The final block of code is to deal with files that don’t have Exif data in them. There is an inherent difficulty in processing these files that means this code block doesn’t rename the files, instead it leaves the file with its original name. When the files are copied off the camera onto the PC, the original timestamps are lost and replaced with new ones. The system creates the copy of the file on the PC with the current date and time as the creation time, which means we just don’t have the ability to know what the correct date to use for the destination file name is. However there is a clue in the way the camera creates the source folder with a day and month in the path. So this code basically gets the year from the file itself and then gets the month from the source directory name. It then moves the file to the new location, but without giving it a new name.
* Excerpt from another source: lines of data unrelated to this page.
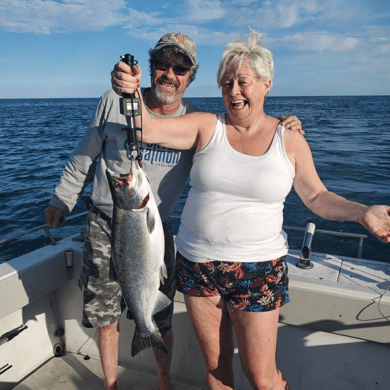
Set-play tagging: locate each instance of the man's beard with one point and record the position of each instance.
(161, 94)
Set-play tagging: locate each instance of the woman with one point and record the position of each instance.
(231, 245)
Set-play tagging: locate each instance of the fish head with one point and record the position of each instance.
(129, 191)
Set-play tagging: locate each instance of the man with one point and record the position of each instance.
(173, 67)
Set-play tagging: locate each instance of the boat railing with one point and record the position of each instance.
(53, 241)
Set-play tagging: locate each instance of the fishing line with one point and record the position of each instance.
(380, 299)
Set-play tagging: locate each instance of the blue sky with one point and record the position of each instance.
(67, 48)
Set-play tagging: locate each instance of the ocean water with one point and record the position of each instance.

One way around this issue would be to create a script that copies directly off the camera. The problem is that the way a camera is interfaced into the operating system in Debian doesn’t create a path to access it like it was a removable hard drive. I’m not sure if taking the card out and putting it into a USB card reader will make it appear like a full file path. The script will work correctly as long as the non-image file (e.g. movie) gets copied off the camera in the same year as it was created otherwise it will end up with the wrong year.